On Jan. 7, 1789, the first U.S. presidential election was held – sort of. While generally considered to be the date of the first election, Jan. 7 was actually the deadline established for the original states to elect their electors. Those electors then cast their vote in February as part of the Electoral College.
George Washington overwhelmingly won that first election and was inaugurated in April 1789. Washington’s trip from his home of Mount Vernon to Philadelphia and then to Federal Hall in New York City, where the inauguration took place, was marked by parades, crowds and honorary escorts – despite the fact that the inauguration and election, itself, were both much smaller affairs than today.

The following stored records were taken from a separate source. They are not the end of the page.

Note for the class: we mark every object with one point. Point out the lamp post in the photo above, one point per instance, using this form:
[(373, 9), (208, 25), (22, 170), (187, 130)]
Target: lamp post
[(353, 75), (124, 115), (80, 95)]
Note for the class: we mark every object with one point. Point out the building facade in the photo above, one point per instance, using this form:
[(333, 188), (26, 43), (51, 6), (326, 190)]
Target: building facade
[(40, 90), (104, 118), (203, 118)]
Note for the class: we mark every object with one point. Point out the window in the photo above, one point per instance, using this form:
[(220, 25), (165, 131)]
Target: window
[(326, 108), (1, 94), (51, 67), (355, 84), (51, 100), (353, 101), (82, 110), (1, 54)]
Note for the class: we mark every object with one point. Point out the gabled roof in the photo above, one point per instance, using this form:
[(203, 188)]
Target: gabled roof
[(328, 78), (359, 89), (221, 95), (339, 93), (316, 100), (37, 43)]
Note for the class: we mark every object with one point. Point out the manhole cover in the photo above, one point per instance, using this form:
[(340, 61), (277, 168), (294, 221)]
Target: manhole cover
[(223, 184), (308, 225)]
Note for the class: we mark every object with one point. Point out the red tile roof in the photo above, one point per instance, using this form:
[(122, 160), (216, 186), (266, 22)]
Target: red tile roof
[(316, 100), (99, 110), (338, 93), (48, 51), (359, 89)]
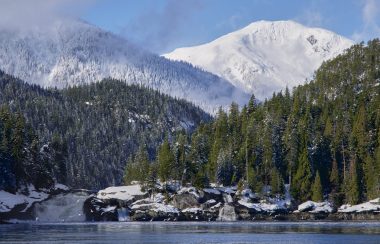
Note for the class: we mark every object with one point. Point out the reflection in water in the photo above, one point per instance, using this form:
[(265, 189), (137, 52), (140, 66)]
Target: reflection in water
[(185, 232)]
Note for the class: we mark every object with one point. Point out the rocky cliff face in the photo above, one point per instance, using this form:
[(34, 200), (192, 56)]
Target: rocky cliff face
[(211, 204)]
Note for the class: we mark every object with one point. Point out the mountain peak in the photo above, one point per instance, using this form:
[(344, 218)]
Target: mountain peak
[(266, 56), (72, 52)]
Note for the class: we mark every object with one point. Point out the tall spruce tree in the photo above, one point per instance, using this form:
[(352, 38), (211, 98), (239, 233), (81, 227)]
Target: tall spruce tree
[(317, 191)]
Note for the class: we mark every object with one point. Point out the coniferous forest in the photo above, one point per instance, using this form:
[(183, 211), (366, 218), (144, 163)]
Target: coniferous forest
[(90, 130), (323, 139)]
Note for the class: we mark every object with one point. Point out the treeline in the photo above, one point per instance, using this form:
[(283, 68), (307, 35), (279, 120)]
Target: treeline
[(22, 160), (323, 139), (101, 124)]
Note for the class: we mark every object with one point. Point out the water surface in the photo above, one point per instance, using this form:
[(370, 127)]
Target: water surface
[(191, 232)]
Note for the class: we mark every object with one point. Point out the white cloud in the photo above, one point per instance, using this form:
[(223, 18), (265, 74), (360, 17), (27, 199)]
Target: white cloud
[(371, 21)]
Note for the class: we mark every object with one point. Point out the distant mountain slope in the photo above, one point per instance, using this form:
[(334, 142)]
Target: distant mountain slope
[(72, 52), (102, 123), (265, 56)]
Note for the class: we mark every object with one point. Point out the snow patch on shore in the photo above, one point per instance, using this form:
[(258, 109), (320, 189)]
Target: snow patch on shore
[(125, 193), (371, 206)]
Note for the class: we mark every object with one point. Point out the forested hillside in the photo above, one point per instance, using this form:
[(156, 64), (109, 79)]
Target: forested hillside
[(323, 139), (99, 125), (22, 159)]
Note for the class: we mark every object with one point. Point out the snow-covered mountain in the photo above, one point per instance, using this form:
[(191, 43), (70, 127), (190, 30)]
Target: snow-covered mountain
[(72, 52), (266, 56)]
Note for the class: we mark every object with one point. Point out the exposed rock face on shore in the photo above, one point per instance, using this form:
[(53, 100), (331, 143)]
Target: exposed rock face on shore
[(20, 204), (130, 203)]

Today, the Electoral College is still used, despite criticism, and voting is no longer limited to white male landowners. Presidential campaigns have also become large events that often inspire people to travel to election battlegrounds to support their chosen candidates. Iowa, which holds its primary election first, often hosts fairs and events that draw candidates and campaigners.
Presidential inauguration events, typically star-studded, attract visitors from around the country. In January 2013, nearly 1 million people came to Washington, D.C., for the inauguration. It is also common for supporters to rally in agreed-upon locations on Election Day. In 2008, 240,000 people gathered in Chicago’s Grant Park for Barack Obama’s victory speech.